The Texas Rangers: Notes from an Architectural Underground
Introduction by Charles W. Moore
Between 1951 and 1957, a group of young men came to teach at the University of Texas School of Architecture in Austin. These "Texas Rangers," as they later came to be called - Bernhard Hoesli, Colin Rowe, John Hejduk, Robert Slutzky, Lee Hodgden, John Shaw, and Werner Seligmann, among others - created an unprecedented teaching program that challenged the important pedagogies of the time, and that contained in large part the origins and explanations for a postmodern revolution in architecture.
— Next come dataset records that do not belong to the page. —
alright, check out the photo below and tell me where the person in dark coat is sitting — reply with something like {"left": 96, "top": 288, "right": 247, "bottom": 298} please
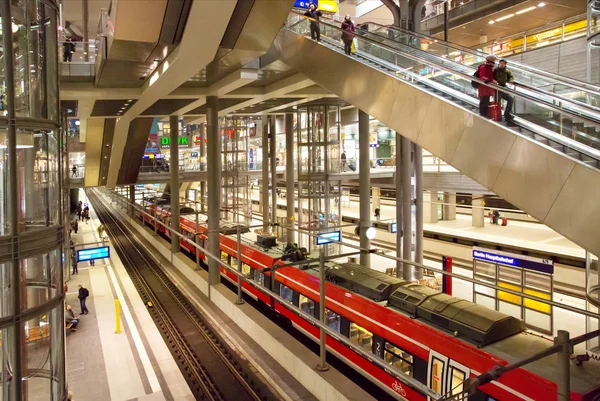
{"left": 78, "top": 284, "right": 90, "bottom": 314}
{"left": 63, "top": 37, "right": 75, "bottom": 62}
{"left": 477, "top": 54, "right": 497, "bottom": 117}
{"left": 304, "top": 3, "right": 323, "bottom": 42}
{"left": 494, "top": 59, "right": 515, "bottom": 122}
{"left": 341, "top": 15, "right": 355, "bottom": 55}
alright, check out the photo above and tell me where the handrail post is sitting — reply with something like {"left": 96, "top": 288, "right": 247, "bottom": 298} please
{"left": 556, "top": 330, "right": 571, "bottom": 401}
{"left": 235, "top": 224, "right": 244, "bottom": 305}
{"left": 316, "top": 247, "right": 329, "bottom": 371}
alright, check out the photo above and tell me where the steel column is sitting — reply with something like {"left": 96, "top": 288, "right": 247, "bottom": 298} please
{"left": 129, "top": 184, "right": 135, "bottom": 218}
{"left": 316, "top": 248, "right": 329, "bottom": 371}
{"left": 170, "top": 115, "right": 180, "bottom": 253}
{"left": 414, "top": 143, "right": 423, "bottom": 276}
{"left": 199, "top": 122, "right": 206, "bottom": 213}
{"left": 556, "top": 330, "right": 571, "bottom": 401}
{"left": 270, "top": 116, "right": 277, "bottom": 226}
{"left": 395, "top": 133, "right": 403, "bottom": 276}
{"left": 82, "top": 0, "right": 89, "bottom": 62}
{"left": 358, "top": 110, "right": 371, "bottom": 267}
{"left": 262, "top": 117, "right": 270, "bottom": 231}
{"left": 206, "top": 97, "right": 221, "bottom": 285}
{"left": 285, "top": 113, "right": 295, "bottom": 243}
{"left": 443, "top": 0, "right": 449, "bottom": 42}
{"left": 2, "top": 0, "right": 23, "bottom": 397}
{"left": 401, "top": 136, "right": 412, "bottom": 279}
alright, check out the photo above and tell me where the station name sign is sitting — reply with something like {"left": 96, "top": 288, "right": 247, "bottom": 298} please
{"left": 472, "top": 247, "right": 553, "bottom": 274}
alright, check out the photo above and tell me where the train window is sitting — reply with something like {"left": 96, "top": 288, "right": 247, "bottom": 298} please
{"left": 430, "top": 356, "right": 445, "bottom": 394}
{"left": 254, "top": 269, "right": 265, "bottom": 286}
{"left": 280, "top": 285, "right": 294, "bottom": 304}
{"left": 325, "top": 309, "right": 341, "bottom": 333}
{"left": 384, "top": 342, "right": 414, "bottom": 377}
{"left": 299, "top": 294, "right": 315, "bottom": 317}
{"left": 447, "top": 366, "right": 466, "bottom": 396}
{"left": 349, "top": 323, "right": 373, "bottom": 352}
{"left": 221, "top": 252, "right": 229, "bottom": 262}
{"left": 241, "top": 263, "right": 252, "bottom": 276}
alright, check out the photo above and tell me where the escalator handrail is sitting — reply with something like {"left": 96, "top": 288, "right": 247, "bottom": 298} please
{"left": 330, "top": 18, "right": 600, "bottom": 117}
{"left": 354, "top": 19, "right": 600, "bottom": 97}
{"left": 291, "top": 12, "right": 600, "bottom": 132}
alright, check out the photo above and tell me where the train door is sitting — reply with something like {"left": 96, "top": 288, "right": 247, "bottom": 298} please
{"left": 427, "top": 350, "right": 471, "bottom": 400}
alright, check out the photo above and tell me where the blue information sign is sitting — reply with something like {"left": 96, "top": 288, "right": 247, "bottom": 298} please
{"left": 472, "top": 247, "right": 553, "bottom": 274}
{"left": 77, "top": 246, "right": 110, "bottom": 262}
{"left": 294, "top": 0, "right": 316, "bottom": 9}
{"left": 389, "top": 222, "right": 397, "bottom": 233}
{"left": 316, "top": 231, "right": 341, "bottom": 245}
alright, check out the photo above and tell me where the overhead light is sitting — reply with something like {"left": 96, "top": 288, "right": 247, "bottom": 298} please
{"left": 365, "top": 227, "right": 376, "bottom": 240}
{"left": 75, "top": 120, "right": 80, "bottom": 126}
{"left": 488, "top": 20, "right": 495, "bottom": 24}
{"left": 128, "top": 99, "right": 133, "bottom": 102}
{"left": 538, "top": 2, "right": 546, "bottom": 6}
{"left": 11, "top": 22, "right": 18, "bottom": 33}
{"left": 495, "top": 14, "right": 514, "bottom": 22}
{"left": 516, "top": 6, "right": 536, "bottom": 14}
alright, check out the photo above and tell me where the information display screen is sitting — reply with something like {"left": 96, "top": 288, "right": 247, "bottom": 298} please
{"left": 316, "top": 231, "right": 341, "bottom": 245}
{"left": 77, "top": 246, "right": 110, "bottom": 262}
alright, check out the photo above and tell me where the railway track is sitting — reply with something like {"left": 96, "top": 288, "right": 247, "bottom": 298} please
{"left": 87, "top": 189, "right": 280, "bottom": 401}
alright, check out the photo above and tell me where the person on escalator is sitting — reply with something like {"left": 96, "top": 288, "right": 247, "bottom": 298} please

Ten years in the making, Alexander Caragonne's lively, fully illustrated story documents one of the most significant chapter in the history of postwar American architectural education.
Challenging the anti-intellectual tendencies both of the pragmatic, regionalist American tradition and of the modernist pedagogy inspired by the Bauhaus, the new curriculum proposed that a workable, useful body of architectural theory could be derived from an ongoing critique of significant buildings and projects across history and cultures. Visualization and organization of architectural space was emphasized over the shaping of mass, along with the recognition and development of the architectural idea. Gestalt psychological concepts for evaluating and describing architectural form and space were encouraged, and the value of historical precedent in the design process recognized.
Caragonne pulls together the disparate strands of a program - a critique of a mainstream architectural culture and education - that has for many years remained a kind of dimly perceived underground. Figuring largely in his account are the mythical figure of Colin Rowe and Bernhard Hoesli, whose collaboration provided the intellectual basis of the new curriculum. Caragonne, who witnessed the events as an undergraduate in the School of Architecture, describes Rowe's background and his reintroduction of architectural history into the design studio. He also provides a detailed analysis of the teaching program and its subsequent influence on architectural education and thought.